The index cards had been re-housed into low acid boxes and labelled some years ago, so the first task was to look up handlists for the series which were written at this time. The series titles were reviewed and compared with existing case note collections and possible matches for them were identified. A sample of index cards was then tested to see whether patient records could be found using the information in the cards.
In some cases it was clear that no case note collection existed for the index cards and in others only a portion of the index card series was relevant to a particular collection.
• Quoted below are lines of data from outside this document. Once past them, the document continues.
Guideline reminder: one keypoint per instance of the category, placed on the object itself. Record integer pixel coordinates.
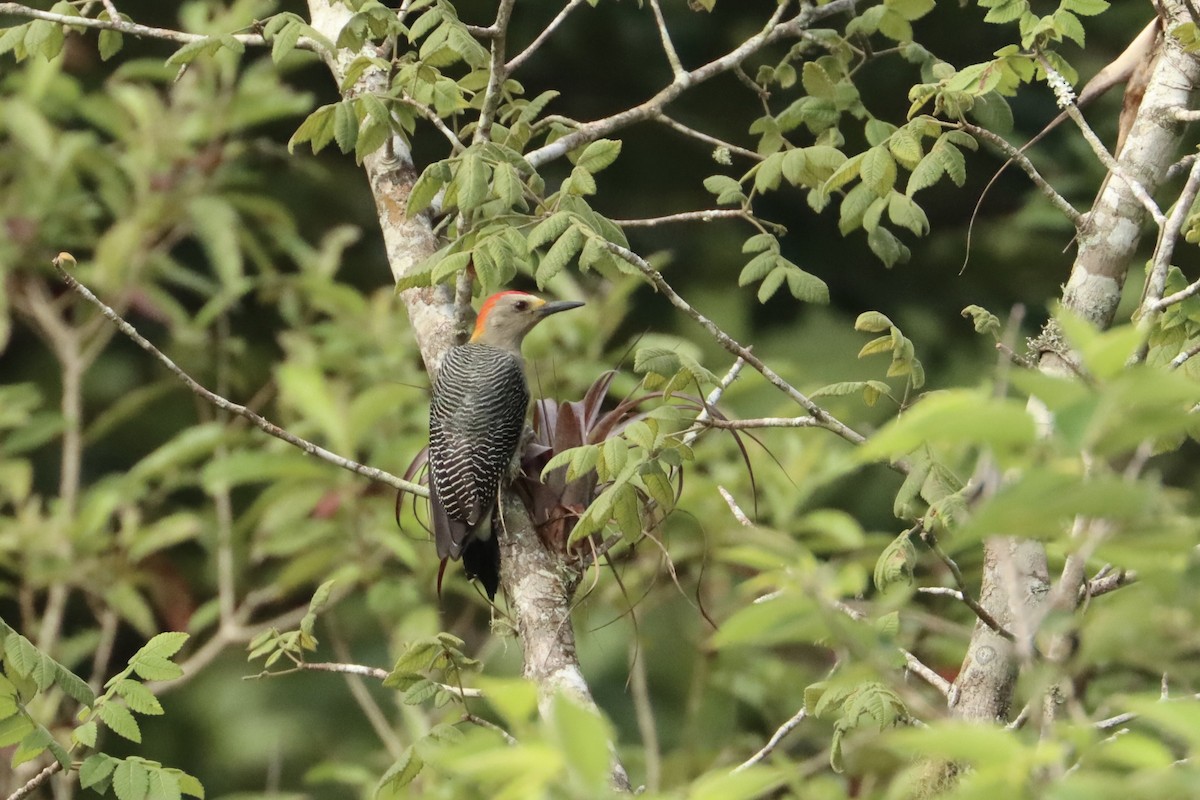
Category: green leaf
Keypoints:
(905, 212)
(1041, 504)
(157, 668)
(911, 10)
(599, 155)
(879, 170)
(1086, 7)
(163, 645)
(727, 190)
(953, 417)
(769, 172)
(138, 697)
(193, 49)
(816, 80)
(759, 781)
(131, 781)
(402, 771)
(317, 130)
(96, 768)
(162, 785)
(549, 229)
(189, 785)
(559, 256)
(873, 322)
(471, 180)
(21, 655)
(85, 735)
(111, 43)
(425, 188)
(984, 320)
(895, 564)
(583, 737)
(346, 126)
(119, 720)
(317, 603)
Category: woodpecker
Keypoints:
(477, 417)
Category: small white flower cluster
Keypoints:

The 20,000 case note collection catalogued as relating to Sir John Fraser was found to have index cards relating to it under both John Fraser’s index series for years up to 1944 and under Mr Graham’s from 1944-1946, presumably because Mr Graham took over those wards from Fraser in 1944.
|Sir John Fraser pausing from his work, c.1930s.|
The index cards are usually ordered by patient name and also sometimes by disease, which may be of use for researching the incidence of particular illnesses. In total, 15 case note collections have so far been found to have an index card series which relates wholly or partially to them. Those index cards which do not relate to case notes are still of some use, as they confirm a patient’s admission to hospital. Also included in the index card series are some out-patient notes which cover patients who had been referred from other hospitals. These are not strictly index cards and form a type of case note collection in themselves.
This review of the index cards should greatly enhance the accessibility of the case note collections and enable LHSA staff to respond more efficiently to enquiries.